The conflict is with the muscle development of young archers. The muscles needed to hold the bow up (and steady) are primarily in the upper arm (the deltoids). One of the last muscle groups that get developed as a youth makes the transition into their adult strength is … drum roll please … the deltoids. So getting a young archer into a heavier bow too early creates a situation in which they are unable to shoot correctly, so all of their practice involves the creation of bad habits (dropping bow arm during shot, etc.).
Now, having admitted that to you I will address your daughter’s case: I have no idea whether she is ready for a heavier bow. There is a test, though. Let us say that her “new” bow and stabilizer, and sight, and … and … weigh in at about five pounds (adult rigs are heavier than this, 6-9 pounds). So, here is a test: take a five pound hand weight (you can substitute a plastic milk jug with five pints of water in it) and ask her to pretend it is her bow and ask her to stand in her normal “full draw position.” She should be able to hold this weight up while you count (normal speed) to five (simulating the time needed to take a shot). She should be able to do this repeatedly without getting tired (short rests in between, <10 sec, simulating the time it takes to load another arrow and prepare to shoot).

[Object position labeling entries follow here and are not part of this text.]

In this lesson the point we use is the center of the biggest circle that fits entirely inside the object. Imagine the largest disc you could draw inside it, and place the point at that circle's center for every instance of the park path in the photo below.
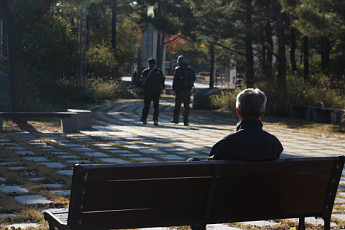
(119, 137)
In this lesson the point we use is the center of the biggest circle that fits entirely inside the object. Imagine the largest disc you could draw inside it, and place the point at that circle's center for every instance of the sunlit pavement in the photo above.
(119, 137)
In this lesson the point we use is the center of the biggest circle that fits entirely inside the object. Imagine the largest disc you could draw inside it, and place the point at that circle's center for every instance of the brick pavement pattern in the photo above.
(119, 137)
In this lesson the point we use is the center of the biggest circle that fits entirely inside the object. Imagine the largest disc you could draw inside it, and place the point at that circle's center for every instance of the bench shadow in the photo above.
(27, 127)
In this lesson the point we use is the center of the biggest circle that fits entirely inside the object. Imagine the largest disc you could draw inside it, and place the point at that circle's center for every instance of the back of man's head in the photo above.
(251, 103)
(181, 60)
(151, 62)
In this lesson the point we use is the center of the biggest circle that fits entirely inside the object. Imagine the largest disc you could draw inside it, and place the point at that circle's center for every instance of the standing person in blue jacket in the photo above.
(152, 80)
(250, 142)
(183, 83)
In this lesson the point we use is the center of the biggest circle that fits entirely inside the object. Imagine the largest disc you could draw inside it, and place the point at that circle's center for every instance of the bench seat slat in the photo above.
(171, 195)
(294, 166)
(143, 218)
(189, 193)
(148, 172)
(279, 210)
(287, 187)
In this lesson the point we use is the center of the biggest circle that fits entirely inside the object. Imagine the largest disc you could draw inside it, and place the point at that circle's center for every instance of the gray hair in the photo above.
(251, 103)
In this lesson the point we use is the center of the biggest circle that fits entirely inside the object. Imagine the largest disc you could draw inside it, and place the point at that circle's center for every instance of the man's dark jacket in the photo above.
(178, 82)
(155, 82)
(249, 143)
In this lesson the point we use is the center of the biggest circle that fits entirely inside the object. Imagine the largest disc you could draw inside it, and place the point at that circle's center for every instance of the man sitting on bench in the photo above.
(250, 142)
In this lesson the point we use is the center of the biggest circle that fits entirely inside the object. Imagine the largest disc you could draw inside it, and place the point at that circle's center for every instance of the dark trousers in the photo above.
(148, 97)
(182, 96)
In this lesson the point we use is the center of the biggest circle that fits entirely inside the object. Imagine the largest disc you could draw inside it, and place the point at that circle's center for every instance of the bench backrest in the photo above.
(186, 193)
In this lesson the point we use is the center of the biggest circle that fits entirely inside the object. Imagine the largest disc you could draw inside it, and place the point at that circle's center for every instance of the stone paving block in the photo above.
(113, 160)
(130, 155)
(339, 200)
(101, 145)
(108, 148)
(220, 227)
(16, 148)
(24, 152)
(119, 151)
(36, 159)
(37, 179)
(79, 161)
(13, 189)
(16, 168)
(68, 157)
(96, 154)
(143, 159)
(151, 151)
(61, 192)
(55, 165)
(339, 216)
(67, 172)
(82, 149)
(6, 215)
(261, 223)
(60, 153)
(53, 185)
(71, 145)
(172, 157)
(22, 226)
(32, 199)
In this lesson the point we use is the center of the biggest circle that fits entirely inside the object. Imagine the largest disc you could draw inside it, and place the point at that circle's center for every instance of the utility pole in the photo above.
(113, 26)
(1, 41)
(82, 41)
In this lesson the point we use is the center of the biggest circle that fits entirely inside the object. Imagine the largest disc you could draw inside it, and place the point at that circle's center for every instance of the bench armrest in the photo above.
(55, 221)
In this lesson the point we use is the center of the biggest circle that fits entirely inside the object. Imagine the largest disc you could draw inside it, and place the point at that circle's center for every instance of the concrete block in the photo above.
(69, 124)
(84, 118)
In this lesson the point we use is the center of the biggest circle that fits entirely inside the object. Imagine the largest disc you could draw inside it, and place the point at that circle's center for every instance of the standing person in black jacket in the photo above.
(250, 142)
(183, 83)
(152, 80)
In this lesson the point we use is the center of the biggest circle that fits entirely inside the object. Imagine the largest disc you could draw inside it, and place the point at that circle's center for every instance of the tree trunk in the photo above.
(269, 42)
(16, 28)
(113, 27)
(249, 48)
(293, 49)
(306, 57)
(325, 54)
(211, 66)
(282, 91)
(16, 65)
(160, 49)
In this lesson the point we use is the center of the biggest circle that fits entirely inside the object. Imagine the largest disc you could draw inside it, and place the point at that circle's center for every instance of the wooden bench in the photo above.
(205, 192)
(317, 114)
(68, 119)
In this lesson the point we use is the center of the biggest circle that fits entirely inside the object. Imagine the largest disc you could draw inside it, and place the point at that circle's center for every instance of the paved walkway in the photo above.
(35, 168)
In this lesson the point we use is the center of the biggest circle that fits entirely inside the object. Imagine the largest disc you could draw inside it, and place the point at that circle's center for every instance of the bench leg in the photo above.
(327, 224)
(301, 224)
(69, 125)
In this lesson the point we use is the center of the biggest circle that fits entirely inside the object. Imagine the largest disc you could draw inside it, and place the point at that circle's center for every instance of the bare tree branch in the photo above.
(35, 16)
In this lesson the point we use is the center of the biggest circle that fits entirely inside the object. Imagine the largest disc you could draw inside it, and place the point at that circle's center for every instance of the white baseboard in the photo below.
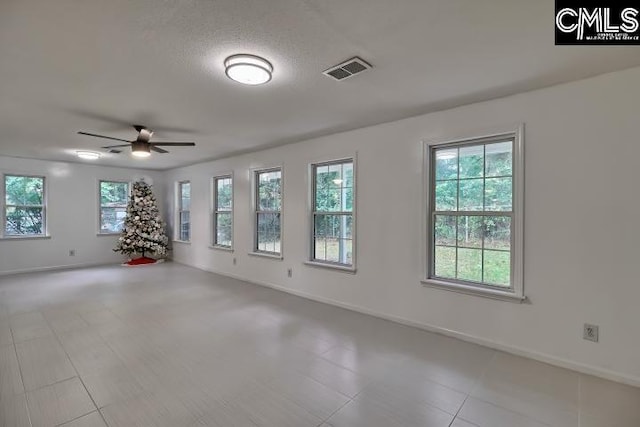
(519, 351)
(56, 267)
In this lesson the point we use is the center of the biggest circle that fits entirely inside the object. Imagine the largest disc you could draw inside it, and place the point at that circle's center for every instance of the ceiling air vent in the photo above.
(347, 69)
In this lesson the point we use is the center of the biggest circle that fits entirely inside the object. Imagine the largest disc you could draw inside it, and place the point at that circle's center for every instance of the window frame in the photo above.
(180, 211)
(311, 260)
(3, 204)
(100, 181)
(255, 176)
(515, 292)
(215, 211)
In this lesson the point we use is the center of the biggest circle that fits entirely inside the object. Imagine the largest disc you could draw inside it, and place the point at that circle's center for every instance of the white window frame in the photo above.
(215, 211)
(312, 261)
(180, 210)
(516, 290)
(100, 232)
(255, 176)
(3, 204)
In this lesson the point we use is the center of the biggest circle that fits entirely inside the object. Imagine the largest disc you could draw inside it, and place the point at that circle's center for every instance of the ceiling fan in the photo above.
(141, 147)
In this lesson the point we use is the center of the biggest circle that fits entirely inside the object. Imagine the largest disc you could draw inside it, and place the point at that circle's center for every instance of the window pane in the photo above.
(112, 219)
(445, 228)
(446, 196)
(113, 193)
(223, 229)
(185, 228)
(497, 232)
(224, 194)
(23, 221)
(268, 237)
(269, 191)
(334, 187)
(347, 175)
(446, 164)
(445, 262)
(499, 159)
(497, 268)
(470, 264)
(335, 234)
(320, 249)
(24, 190)
(185, 196)
(470, 231)
(471, 161)
(498, 194)
(470, 195)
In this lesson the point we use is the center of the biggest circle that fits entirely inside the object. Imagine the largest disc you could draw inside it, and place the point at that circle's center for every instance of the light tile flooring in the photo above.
(173, 346)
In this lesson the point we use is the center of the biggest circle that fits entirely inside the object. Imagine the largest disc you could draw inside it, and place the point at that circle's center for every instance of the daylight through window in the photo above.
(24, 211)
(333, 236)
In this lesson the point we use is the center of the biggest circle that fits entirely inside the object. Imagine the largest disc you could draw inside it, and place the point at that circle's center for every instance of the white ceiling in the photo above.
(96, 66)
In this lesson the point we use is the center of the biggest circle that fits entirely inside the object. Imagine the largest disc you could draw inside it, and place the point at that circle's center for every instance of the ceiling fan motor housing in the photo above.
(141, 146)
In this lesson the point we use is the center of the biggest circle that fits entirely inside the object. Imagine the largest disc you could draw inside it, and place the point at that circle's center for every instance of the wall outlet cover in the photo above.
(590, 332)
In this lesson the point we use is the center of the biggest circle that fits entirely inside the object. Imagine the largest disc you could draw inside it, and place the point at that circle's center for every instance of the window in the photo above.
(184, 214)
(475, 228)
(332, 213)
(24, 210)
(268, 207)
(113, 206)
(223, 211)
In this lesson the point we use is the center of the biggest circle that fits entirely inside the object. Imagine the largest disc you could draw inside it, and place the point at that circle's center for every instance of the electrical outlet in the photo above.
(590, 332)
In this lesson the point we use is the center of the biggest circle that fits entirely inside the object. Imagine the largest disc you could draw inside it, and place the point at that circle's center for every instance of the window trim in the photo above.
(215, 211)
(100, 181)
(516, 292)
(254, 216)
(179, 210)
(3, 203)
(311, 261)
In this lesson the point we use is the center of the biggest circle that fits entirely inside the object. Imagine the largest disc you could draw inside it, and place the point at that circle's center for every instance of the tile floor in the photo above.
(173, 346)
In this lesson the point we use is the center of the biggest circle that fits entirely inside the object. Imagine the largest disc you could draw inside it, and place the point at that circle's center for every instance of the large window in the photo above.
(184, 213)
(113, 206)
(25, 207)
(332, 216)
(223, 212)
(268, 207)
(474, 222)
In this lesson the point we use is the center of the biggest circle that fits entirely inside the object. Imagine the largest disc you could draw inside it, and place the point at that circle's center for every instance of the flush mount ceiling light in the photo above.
(140, 149)
(248, 69)
(88, 155)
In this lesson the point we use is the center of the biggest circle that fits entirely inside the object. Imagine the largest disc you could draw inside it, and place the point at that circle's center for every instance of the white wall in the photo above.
(582, 205)
(72, 216)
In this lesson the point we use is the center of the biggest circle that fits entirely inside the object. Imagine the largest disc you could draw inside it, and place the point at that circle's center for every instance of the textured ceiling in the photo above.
(99, 65)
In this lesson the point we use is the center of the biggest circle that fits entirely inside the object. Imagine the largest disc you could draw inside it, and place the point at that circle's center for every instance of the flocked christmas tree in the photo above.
(143, 231)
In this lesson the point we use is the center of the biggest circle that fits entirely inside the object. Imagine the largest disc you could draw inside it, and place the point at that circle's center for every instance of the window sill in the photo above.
(277, 257)
(477, 291)
(44, 237)
(221, 248)
(341, 268)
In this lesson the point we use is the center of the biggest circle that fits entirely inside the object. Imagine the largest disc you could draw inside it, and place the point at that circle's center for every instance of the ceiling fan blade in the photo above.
(175, 144)
(117, 146)
(157, 149)
(102, 136)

If she passes this test, then a metal-risered bow should be okay. magnesium risers are marginally lighter than the “ordinary” aluminum risers (wood is lightest, then polymer, and finally the metal risers).
If not, then either wait and/or order heavier drawing limbs for her current bow if that is desirable. An alternative is to do some exercises to build up the upper arm muscles (both arms—and be aware that if she has not gone through puberty, such exercises are less effective).
Whether she will outgrow any new riser depends. How tall is her mother? Typically children exceed the height of their parent of the same gender somewhat. If her mother is of “ordinary” height, then your daughter will probably be somewhat close to that height when she is fully grown and a 25˝ riser would be appropriate (23˝ risers are for shorter adults and youths—they are lighter but also have a smaller “window” to look through, which can be a problem for taller archers). Waiting has the advantage in skipping over the 23˝ riser if it has the probability of being a source of problems. (Many of the Korean Olympian females are 5’6˝ or even shorter and many of them shoot 68” bows which are recommended for archers 6’ tall. There are some advantages to having a longer bow (created with a longer riser and/or longer limbs) but, of course, that is predicated to being able to handle the mass of those bows. Of course, if her mom is short, she may find a 23˝ riser perfectly appropriate.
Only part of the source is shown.